President Trump and his trade team remain clueless about the economics of trade. Their recent imposition of tariffs on the imports of Chinese solar panels and South Korean washing machines is but the latest evidence of a wrongheaded and dangerous U.S. trade policy. Wrongheaded because it is based on incorrect economic analysis. Dangerous because it will inevitably result in a trade war in which there are no winners.
Let’s turn to the president’s trade team and its view of trade. The key players are: Wilbur Ross, U.S. Secretary of Commerce; Professor Peter Navarro, Director of the White House National Trade Council; and Washington trade lawyer Robert Lighthizer, U.S. Trade Representative.
To a man, the members of Trump’s trade team, and the president himself, all embrace the notion that the U.S. trade deficit, something the U.S. has registered every year since 1976, is a “bad” thing, something that should be dramatically reduced (or eliminated) if America is to be First. They also believe that the culprits for this “bad” state of affairs are unfair trade deals and unfair trade practices employed by foreign countries. Their elixir to eliminate the trade deficit is a strong dose of tariffs and other anti-trade policies imposed on foreign exports.
Now here is where the simple analytics of the trade deficit can be used to prove the cluelessness of the Trump trade team on “trade,” of all things, and the utter futility of its policy prescriptions having any impact on America’s aggregate trade deficit. In economics, identities play an important role. These identities are obtained by equating two different breakdowns of a single aggregate. Identities are interesting, and usually important, by definition. In national income accounting, the following identity can be derived. Indeed, it is the key to understanding the trade deficit.
(Imports - Exports ) ≡ (Investment - Savings) + (Government Spending - Taxes)
Given this identify, which must hold, the trade deficit is equal to the excess of private sector investment over savings, plus the excess of government spending over tax revenue. So the counterpart of the trade deficit is the sum of the private sector deficit and the government deficit (federal + state and local). The U.S. trade deficit, therefore, is just the mirror image of what is happening in the U.S. domestic economy. If expenditures in the U.S. exceed the incomes produced in the U.S., which they do, the excess expenditures will be met by an excess of imports over exports (read: a trade deficit).
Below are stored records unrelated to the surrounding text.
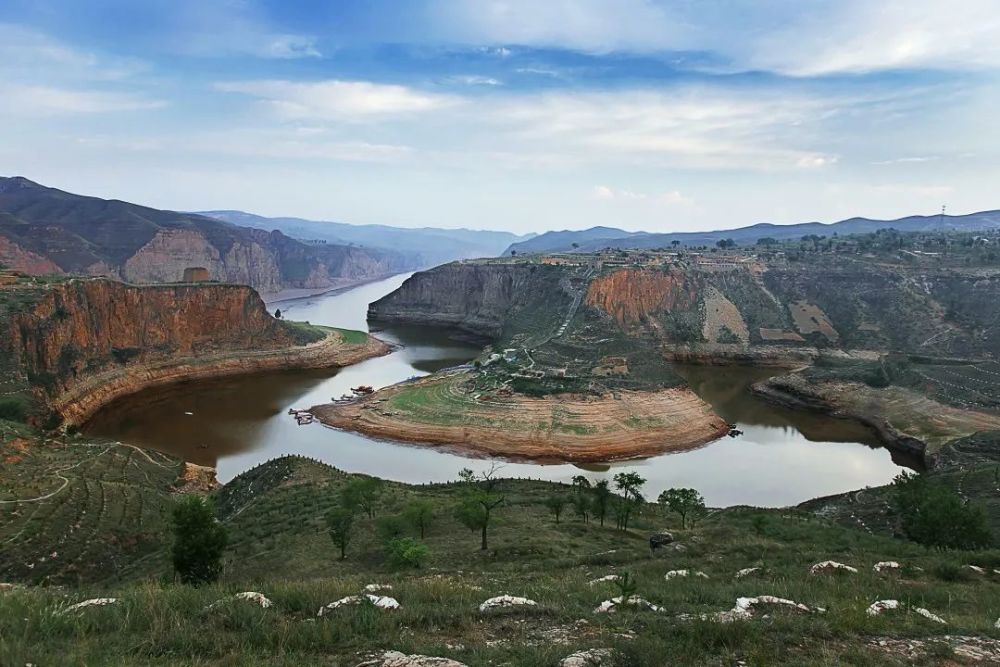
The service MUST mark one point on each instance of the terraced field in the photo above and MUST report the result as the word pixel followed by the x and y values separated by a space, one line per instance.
pixel 78 511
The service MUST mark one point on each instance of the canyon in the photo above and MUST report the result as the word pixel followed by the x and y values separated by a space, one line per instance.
pixel 73 345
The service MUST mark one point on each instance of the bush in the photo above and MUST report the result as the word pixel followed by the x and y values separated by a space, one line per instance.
pixel 406 552
pixel 936 516
pixel 199 540
pixel 14 408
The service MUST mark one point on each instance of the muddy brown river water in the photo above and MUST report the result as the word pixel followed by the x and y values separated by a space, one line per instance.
pixel 782 458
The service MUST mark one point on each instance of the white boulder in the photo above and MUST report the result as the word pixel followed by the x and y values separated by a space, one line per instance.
pixel 502 601
pixel 831 566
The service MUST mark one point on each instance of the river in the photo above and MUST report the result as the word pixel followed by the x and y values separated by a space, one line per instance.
pixel 782 458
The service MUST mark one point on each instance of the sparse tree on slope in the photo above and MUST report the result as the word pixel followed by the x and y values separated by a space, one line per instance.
pixel 340 524
pixel 688 503
pixel 420 514
pixel 629 485
pixel 199 541
pixel 481 497
pixel 556 503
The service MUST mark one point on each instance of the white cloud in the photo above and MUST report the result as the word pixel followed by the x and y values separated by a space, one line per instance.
pixel 47 100
pixel 291 46
pixel 669 198
pixel 796 38
pixel 335 99
pixel 475 80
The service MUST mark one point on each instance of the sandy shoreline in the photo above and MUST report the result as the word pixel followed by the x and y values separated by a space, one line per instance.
pixel 569 428
pixel 84 399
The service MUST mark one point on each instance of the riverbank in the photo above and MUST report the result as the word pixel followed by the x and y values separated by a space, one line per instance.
pixel 443 411
pixel 905 420
pixel 84 398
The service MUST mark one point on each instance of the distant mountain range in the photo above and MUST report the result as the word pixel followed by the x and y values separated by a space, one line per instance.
pixel 44 230
pixel 431 245
pixel 596 238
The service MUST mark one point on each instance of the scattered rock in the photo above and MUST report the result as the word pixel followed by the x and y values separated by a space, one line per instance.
pixel 887 565
pixel 94 602
pixel 926 614
pixel 674 574
pixel 506 601
pixel 978 650
pixel 589 658
pixel 660 540
pixel 611 605
pixel 397 659
pixel 380 601
pixel 831 566
pixel 877 608
pixel 375 588
pixel 744 609
pixel 249 596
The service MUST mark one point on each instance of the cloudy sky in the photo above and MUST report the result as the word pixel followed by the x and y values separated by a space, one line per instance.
pixel 661 115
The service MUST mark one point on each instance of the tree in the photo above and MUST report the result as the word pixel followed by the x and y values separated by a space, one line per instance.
pixel 481 497
pixel 406 552
pixel 556 504
pixel 361 493
pixel 420 514
pixel 935 515
pixel 199 540
pixel 582 507
pixel 602 499
pixel 340 525
pixel 629 485
pixel 688 503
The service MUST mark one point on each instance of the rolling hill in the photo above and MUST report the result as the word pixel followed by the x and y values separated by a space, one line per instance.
pixel 601 237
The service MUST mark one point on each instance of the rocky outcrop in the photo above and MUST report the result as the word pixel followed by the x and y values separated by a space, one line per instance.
pixel 44 231
pixel 473 298
pixel 87 342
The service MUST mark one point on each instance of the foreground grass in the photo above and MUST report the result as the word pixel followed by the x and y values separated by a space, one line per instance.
pixel 280 548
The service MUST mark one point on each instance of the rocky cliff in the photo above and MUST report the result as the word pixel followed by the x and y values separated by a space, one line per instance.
pixel 47 231
pixel 81 343
pixel 479 299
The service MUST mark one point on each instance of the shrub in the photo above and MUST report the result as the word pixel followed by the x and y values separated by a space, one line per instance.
pixel 14 408
pixel 935 515
pixel 199 540
pixel 406 552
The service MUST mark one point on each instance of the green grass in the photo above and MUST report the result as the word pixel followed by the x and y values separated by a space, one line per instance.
pixel 279 547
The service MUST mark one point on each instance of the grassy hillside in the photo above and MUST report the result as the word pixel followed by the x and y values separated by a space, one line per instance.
pixel 280 548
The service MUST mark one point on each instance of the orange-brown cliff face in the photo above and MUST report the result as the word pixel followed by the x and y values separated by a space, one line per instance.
pixel 630 295
pixel 86 342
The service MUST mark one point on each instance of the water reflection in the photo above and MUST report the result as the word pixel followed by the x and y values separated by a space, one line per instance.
pixel 783 457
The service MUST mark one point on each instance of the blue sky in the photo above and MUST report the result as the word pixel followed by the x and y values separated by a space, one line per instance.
pixel 509 114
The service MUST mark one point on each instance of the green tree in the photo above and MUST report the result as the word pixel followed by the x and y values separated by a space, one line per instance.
pixel 935 515
pixel 629 486
pixel 406 552
pixel 481 497
pixel 199 541
pixel 602 499
pixel 340 525
pixel 361 493
pixel 583 506
pixel 556 504
pixel 420 514
pixel 688 503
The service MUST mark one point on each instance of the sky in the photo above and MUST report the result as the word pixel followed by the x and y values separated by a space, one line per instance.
pixel 656 115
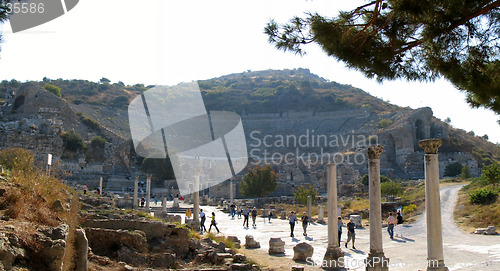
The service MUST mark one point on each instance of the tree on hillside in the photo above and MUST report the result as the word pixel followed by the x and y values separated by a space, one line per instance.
pixel 53 89
pixel 492 174
pixel 452 170
pixel 4 16
pixel 391 188
pixel 302 193
pixel 412 40
pixel 73 141
pixel 465 173
pixel 365 180
pixel 259 182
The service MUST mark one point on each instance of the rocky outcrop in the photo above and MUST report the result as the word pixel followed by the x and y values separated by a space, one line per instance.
pixel 250 242
pixel 276 246
pixel 107 242
pixel 302 251
pixel 491 230
pixel 152 229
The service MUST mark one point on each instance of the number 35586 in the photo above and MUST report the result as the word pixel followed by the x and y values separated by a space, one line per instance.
pixel 25 8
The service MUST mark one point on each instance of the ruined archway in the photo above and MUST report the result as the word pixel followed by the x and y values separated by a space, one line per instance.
pixel 390 149
pixel 419 132
pixel 18 102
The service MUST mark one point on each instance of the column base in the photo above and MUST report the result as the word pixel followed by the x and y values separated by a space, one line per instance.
pixel 436 265
pixel 376 261
pixel 334 259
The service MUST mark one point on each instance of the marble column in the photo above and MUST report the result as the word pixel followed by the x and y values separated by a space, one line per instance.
pixel 334 257
pixel 435 258
pixel 196 200
pixel 376 259
pixel 321 214
pixel 148 191
pixel 100 185
pixel 164 205
pixel 136 188
pixel 231 191
pixel 309 206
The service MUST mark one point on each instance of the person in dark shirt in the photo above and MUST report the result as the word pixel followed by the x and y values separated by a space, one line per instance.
pixel 350 233
pixel 203 217
pixel 233 210
pixel 246 212
pixel 399 225
pixel 292 218
pixel 339 227
pixel 254 216
pixel 305 223
pixel 213 223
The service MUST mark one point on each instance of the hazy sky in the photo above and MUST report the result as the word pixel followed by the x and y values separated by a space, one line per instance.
pixel 166 42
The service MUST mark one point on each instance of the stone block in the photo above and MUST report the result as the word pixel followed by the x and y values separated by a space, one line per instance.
pixel 357 220
pixel 239 258
pixel 250 242
pixel 302 251
pixel 276 246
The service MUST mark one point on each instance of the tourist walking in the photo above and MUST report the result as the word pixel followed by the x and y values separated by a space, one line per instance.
pixel 350 233
pixel 239 211
pixel 399 225
pixel 188 215
pixel 233 210
pixel 292 218
pixel 339 227
pixel 246 213
pixel 213 223
pixel 305 223
pixel 203 217
pixel 390 225
pixel 254 216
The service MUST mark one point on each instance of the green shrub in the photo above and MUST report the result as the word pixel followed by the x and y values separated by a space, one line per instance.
pixel 409 208
pixel 98 142
pixel 92 124
pixel 53 89
pixel 482 196
pixel 73 141
pixel 384 123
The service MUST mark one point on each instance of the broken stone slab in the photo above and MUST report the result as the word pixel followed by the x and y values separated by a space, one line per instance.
pixel 302 251
pixel 241 267
pixel 219 257
pixel 235 240
pixel 491 230
pixel 283 215
pixel 250 242
pixel 276 246
pixel 239 258
pixel 357 220
pixel 221 247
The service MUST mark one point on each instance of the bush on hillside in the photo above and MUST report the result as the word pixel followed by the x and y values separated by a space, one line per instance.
pixel 53 89
pixel 483 196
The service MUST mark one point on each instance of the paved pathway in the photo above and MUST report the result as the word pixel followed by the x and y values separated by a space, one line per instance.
pixel 462 251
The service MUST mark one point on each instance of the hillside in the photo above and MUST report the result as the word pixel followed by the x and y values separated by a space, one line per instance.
pixel 272 103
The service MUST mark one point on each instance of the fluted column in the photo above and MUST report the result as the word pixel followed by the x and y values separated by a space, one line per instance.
pixel 376 259
pixel 196 198
pixel 136 188
pixel 334 257
pixel 435 258
pixel 148 191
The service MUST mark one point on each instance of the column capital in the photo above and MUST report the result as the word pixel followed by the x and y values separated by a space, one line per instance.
pixel 375 151
pixel 430 145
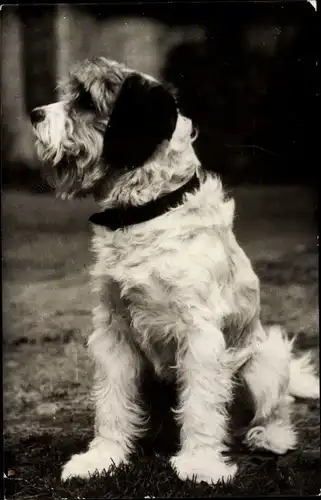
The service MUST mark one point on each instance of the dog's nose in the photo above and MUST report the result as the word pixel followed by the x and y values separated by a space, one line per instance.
pixel 37 115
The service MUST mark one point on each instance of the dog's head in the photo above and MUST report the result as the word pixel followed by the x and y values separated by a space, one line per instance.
pixel 108 119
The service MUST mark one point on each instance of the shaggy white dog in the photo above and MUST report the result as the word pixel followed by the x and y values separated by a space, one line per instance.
pixel 174 287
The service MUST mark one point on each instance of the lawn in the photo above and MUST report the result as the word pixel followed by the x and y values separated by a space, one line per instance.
pixel 47 375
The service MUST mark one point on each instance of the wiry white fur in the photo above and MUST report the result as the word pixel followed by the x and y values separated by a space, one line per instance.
pixel 179 292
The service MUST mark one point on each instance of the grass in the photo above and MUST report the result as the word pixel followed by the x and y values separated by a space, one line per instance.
pixel 47 375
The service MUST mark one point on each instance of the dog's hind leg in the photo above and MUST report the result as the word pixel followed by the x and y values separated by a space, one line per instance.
pixel 119 418
pixel 267 377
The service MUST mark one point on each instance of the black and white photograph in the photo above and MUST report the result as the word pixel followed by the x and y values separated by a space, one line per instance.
pixel 160 289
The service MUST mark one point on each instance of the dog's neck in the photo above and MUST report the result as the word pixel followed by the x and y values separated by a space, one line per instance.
pixel 170 168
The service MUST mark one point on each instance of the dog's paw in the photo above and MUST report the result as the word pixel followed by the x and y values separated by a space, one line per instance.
pixel 275 437
pixel 208 466
pixel 96 460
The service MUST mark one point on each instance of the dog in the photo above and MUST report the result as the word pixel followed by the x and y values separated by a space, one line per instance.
pixel 175 290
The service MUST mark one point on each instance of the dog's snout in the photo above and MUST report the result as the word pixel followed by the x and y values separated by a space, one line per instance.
pixel 37 115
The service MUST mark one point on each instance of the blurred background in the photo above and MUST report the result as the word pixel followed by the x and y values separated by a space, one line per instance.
pixel 245 71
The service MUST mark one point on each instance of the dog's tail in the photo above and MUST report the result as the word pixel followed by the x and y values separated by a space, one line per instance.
pixel 275 354
pixel 304 382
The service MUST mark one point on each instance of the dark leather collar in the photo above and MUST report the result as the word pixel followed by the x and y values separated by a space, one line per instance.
pixel 123 216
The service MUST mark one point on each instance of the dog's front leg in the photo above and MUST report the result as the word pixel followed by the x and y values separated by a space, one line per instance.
pixel 205 382
pixel 118 418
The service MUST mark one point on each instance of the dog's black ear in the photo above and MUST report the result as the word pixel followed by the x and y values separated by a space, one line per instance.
pixel 144 115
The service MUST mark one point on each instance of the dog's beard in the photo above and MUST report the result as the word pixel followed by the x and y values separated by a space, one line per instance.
pixel 71 156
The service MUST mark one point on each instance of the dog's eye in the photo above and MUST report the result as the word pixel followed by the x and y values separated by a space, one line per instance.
pixel 84 101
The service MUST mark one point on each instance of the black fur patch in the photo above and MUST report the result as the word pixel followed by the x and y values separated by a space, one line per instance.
pixel 144 115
The table below shows that U.S. data support the important trade identity. The cumulative trade deficit the U.S. has racked up since 1975 is about $11.154 trillion, and the total investment minus savings deficit is about $10.435 trillion.
U.S. trade deficits are not caused by so-called unfair trade practices. They are made in the good old U.S.A.
President Trump can bully countries he identifies as unfair traders, he can impose all the restrictions on trading partners that his heart desires, but it won’t change the trade balance. It will only alter the composition of those exporting to the U.S. And by affecting this composition, the president’s interventions will hurt the U.S. consumer.
For someone who is so obsessed by the size of the trade deficit, it is astounding that Trump’s advisers failed to inform him that his fiscal policy of expanding the government deficit will, as night follows day (remember the trade identity), balloon the U.S. trade deficit.